Für den amtierenden Bürgermeister Georg Willi ist jedenfalls klar, dass die Umsetzung des Projekts für die Patscherkofelbahn eine Nummer zu groß wäre. "Die sind einfach zu klein für so etwas.“ Auch um das etwaige Behördenverfahren zu stemmen. „Das könnte die IKB, weil es ja um Strom für Innsbruck geht.“
Der bei der IKB für den Bereich Stromerzeugung zuständige Herbert Schmid sieht das Vorhaben allerdings ebenfalls "eher ein bisschen skeptisch", wie er auf Anfrage meint. Er findet "Windkraft grundsätzlich zwar sehr sinnvoll." Etwa weil damit im Winter Energie erzeugt werden kann, was eine gute Ergänzung zur sommerlastigen Wasserkraft wäre. "Aber das ist nicht der attraktivste Standort", meint Schmid zum Patscherkofel.
Dort gäbe es etwa "schon sehr viel bestehende Infrastruktur, zu der man Abstand halten muss". Schmid nennt etwa die Seilbahn. Zudem werde der Patscherkofel intensiv touristisch genutzt. Und dann gäbe es noch die Frage der "Zuwegung" für den Transport der Windräder, "also wie bekomme ich die großen Teile auf den Berg?" In Summe also jede Menge Hürden.

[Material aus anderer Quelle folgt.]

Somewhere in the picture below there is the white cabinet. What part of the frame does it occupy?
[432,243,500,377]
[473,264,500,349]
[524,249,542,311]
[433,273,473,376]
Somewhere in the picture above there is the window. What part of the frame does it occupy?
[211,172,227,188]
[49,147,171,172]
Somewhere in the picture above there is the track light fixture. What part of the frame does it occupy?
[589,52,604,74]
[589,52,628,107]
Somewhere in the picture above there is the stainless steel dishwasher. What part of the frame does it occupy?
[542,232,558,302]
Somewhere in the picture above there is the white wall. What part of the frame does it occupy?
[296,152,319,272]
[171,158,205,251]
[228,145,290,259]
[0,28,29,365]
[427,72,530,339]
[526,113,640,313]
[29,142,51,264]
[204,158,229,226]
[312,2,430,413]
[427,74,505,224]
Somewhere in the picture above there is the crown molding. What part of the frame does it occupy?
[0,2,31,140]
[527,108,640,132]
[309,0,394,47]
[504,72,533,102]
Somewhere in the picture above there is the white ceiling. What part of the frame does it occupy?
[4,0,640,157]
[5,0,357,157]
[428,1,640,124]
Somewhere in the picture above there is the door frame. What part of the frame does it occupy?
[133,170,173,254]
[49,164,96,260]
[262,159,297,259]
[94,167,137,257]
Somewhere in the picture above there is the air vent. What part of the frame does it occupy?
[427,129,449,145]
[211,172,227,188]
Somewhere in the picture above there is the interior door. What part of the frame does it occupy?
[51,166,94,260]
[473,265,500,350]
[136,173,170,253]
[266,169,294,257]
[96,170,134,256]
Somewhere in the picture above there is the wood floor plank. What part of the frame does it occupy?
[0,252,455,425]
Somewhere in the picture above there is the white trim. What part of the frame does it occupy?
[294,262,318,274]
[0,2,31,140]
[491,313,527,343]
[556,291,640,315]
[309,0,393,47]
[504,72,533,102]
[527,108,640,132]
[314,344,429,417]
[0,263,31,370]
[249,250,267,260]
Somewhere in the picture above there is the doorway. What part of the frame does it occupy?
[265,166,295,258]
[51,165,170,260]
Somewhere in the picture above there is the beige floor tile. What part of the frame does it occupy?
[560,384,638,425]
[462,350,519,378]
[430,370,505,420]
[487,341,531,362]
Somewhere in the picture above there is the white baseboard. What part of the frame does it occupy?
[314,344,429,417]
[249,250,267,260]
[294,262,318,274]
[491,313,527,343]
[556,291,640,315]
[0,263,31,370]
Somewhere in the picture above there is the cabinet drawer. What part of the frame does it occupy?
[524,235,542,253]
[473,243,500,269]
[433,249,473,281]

Schmid kann aber auch die Rechnung der Vorstudie nicht ganz nachvollziehen. In der ist die Rede von einem Energiegewinnungspotenzial von "etwa 1.000 bis 1.200 Gigawattstunden", mit denen man eben 44.000 Haushalte versorgen könnte. "Ich komme maximal auf 33.000 Haushalte", so der IKB-Experte.